Clerk of Saginaw County
- Incumbent
- Assumed office January 1, 2021
- Preceded by: Michael J. Hanley

Member of the Michigan House of Representatives from the 95th district
- In office January 1, 2015 – January 1, 2021
- Preceded by: Stacy Erwin Oakes
- Succeeded by: Amos O'Neal

Personal details
- Born: September 14, 1989 (age 36) Saginaw, Michigan, U.S.
- Party: Democratic
- Education: University of Michigan (BA) University of Detroit (JD)
- Website: State House website

= Vanessa Guerra =

American politician

Vanessa Guerra (born September 14, 1989) is a Democratic politician from Michigan who currently serves as the Clerk of Saginaw County. She previously represented the 95th District in the Michigan House of Representatives from 2015 to 2021.

Guerra did not seek re-election to the House of Representatives in 2020 due to term limits, instead challenging incumbent Clerk Michael J. Hanley in the Democratic primary. She defeated Hanley, receiving approximately 67% of the vote to Hanley's 33%. Guerra won the general election unopposed.
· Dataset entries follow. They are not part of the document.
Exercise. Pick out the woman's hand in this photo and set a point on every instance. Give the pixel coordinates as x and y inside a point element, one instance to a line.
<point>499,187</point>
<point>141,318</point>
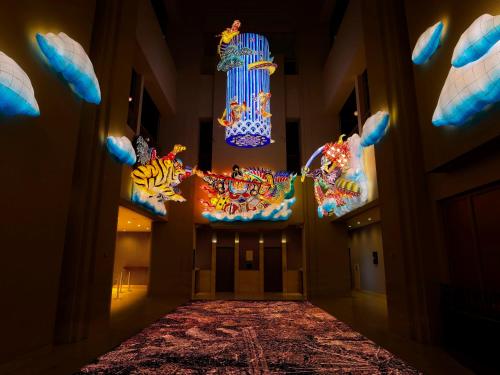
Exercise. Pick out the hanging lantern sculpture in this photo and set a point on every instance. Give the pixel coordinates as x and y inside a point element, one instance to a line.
<point>247,60</point>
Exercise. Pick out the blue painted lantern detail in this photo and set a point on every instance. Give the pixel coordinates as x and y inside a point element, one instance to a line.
<point>252,130</point>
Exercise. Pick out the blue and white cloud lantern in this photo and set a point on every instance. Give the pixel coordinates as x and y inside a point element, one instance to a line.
<point>375,128</point>
<point>427,44</point>
<point>152,204</point>
<point>473,82</point>
<point>479,37</point>
<point>67,57</point>
<point>122,150</point>
<point>17,96</point>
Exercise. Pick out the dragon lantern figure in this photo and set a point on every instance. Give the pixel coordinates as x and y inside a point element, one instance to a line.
<point>340,182</point>
<point>248,194</point>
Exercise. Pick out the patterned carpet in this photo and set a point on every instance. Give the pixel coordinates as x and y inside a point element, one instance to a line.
<point>240,337</point>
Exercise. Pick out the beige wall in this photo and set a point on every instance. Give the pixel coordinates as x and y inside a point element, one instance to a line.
<point>132,250</point>
<point>363,242</point>
<point>442,144</point>
<point>34,211</point>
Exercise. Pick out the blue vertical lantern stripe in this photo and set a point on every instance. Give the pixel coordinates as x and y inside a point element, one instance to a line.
<point>252,130</point>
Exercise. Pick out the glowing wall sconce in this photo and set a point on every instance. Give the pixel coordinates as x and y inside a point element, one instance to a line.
<point>17,96</point>
<point>375,128</point>
<point>67,56</point>
<point>427,44</point>
<point>473,81</point>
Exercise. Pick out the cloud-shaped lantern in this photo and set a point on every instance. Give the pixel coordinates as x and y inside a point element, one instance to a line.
<point>17,96</point>
<point>67,57</point>
<point>470,88</point>
<point>427,44</point>
<point>479,37</point>
<point>152,204</point>
<point>374,128</point>
<point>121,148</point>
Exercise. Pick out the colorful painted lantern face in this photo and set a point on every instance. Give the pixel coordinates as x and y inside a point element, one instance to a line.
<point>247,60</point>
<point>340,183</point>
<point>248,194</point>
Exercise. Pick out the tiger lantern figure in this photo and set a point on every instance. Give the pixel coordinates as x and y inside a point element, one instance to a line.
<point>340,183</point>
<point>159,177</point>
<point>155,179</point>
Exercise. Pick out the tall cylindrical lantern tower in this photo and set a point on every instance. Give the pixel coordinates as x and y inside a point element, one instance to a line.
<point>248,92</point>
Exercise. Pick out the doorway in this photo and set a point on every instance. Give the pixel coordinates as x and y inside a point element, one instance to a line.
<point>224,270</point>
<point>131,260</point>
<point>273,270</point>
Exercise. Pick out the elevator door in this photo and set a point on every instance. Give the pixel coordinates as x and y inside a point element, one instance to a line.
<point>224,272</point>
<point>273,272</point>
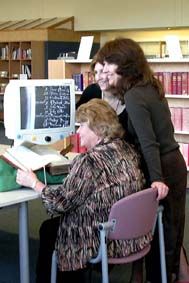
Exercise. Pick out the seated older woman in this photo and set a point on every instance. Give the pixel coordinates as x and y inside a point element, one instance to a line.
<point>107,172</point>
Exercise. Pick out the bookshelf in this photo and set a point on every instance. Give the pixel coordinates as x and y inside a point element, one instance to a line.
<point>58,69</point>
<point>177,94</point>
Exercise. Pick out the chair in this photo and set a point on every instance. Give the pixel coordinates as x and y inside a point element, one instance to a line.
<point>130,217</point>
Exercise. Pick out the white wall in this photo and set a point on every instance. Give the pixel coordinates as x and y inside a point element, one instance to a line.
<point>102,14</point>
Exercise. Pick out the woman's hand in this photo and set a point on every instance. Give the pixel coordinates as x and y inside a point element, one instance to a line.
<point>162,189</point>
<point>26,178</point>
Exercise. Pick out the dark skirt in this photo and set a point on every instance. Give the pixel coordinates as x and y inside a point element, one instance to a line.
<point>175,176</point>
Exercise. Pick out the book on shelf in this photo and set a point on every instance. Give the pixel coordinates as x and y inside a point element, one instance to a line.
<point>28,156</point>
<point>176,83</point>
<point>78,79</point>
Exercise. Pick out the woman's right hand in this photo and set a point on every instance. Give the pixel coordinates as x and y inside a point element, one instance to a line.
<point>162,189</point>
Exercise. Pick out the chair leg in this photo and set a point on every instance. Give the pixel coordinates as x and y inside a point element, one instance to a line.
<point>54,268</point>
<point>105,278</point>
<point>162,246</point>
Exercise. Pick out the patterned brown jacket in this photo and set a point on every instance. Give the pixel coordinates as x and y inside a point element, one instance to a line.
<point>97,179</point>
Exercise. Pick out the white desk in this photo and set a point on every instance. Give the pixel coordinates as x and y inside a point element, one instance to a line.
<point>21,198</point>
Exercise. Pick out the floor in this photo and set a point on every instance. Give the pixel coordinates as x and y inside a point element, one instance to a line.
<point>9,261</point>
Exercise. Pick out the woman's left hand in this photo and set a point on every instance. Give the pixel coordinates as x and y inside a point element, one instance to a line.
<point>162,189</point>
<point>26,178</point>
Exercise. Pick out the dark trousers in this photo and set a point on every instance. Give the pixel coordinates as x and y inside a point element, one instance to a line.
<point>175,176</point>
<point>47,237</point>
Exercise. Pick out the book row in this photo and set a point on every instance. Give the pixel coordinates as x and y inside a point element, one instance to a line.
<point>180,118</point>
<point>16,53</point>
<point>82,80</point>
<point>174,82</point>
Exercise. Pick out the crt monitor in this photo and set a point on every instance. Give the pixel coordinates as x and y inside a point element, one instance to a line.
<point>39,111</point>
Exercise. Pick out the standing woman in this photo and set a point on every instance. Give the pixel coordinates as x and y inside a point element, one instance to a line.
<point>151,131</point>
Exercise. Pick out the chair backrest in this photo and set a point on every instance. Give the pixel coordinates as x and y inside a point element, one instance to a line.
<point>134,215</point>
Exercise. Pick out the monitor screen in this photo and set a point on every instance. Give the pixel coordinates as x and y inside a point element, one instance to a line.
<point>41,111</point>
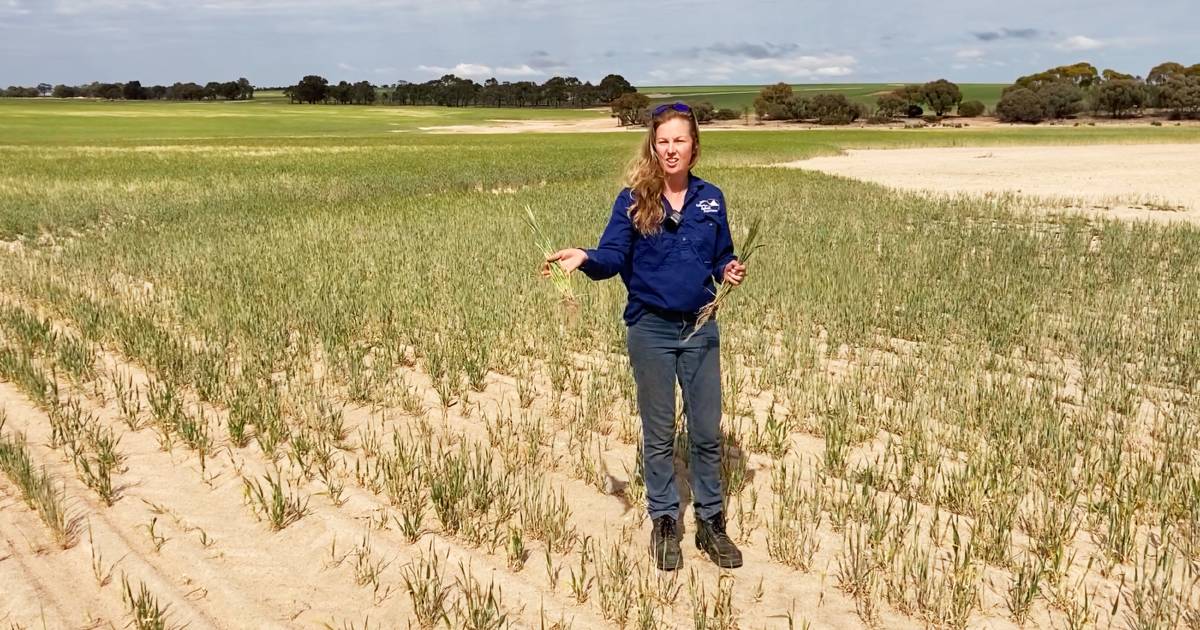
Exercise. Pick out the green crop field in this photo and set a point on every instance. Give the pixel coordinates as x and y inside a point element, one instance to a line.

Guerra attended Bridgeport-Spaulding Schools and the University of Michigan.

Currently a law student at the University of Detroit Mercy School of Law, Guerra is the minority vice chairwoman of the House Criminal Justice Committee.

Elected at the age of 25, Guerra was the youngest member of the Michigan Legislature until the election of Jewell Jones.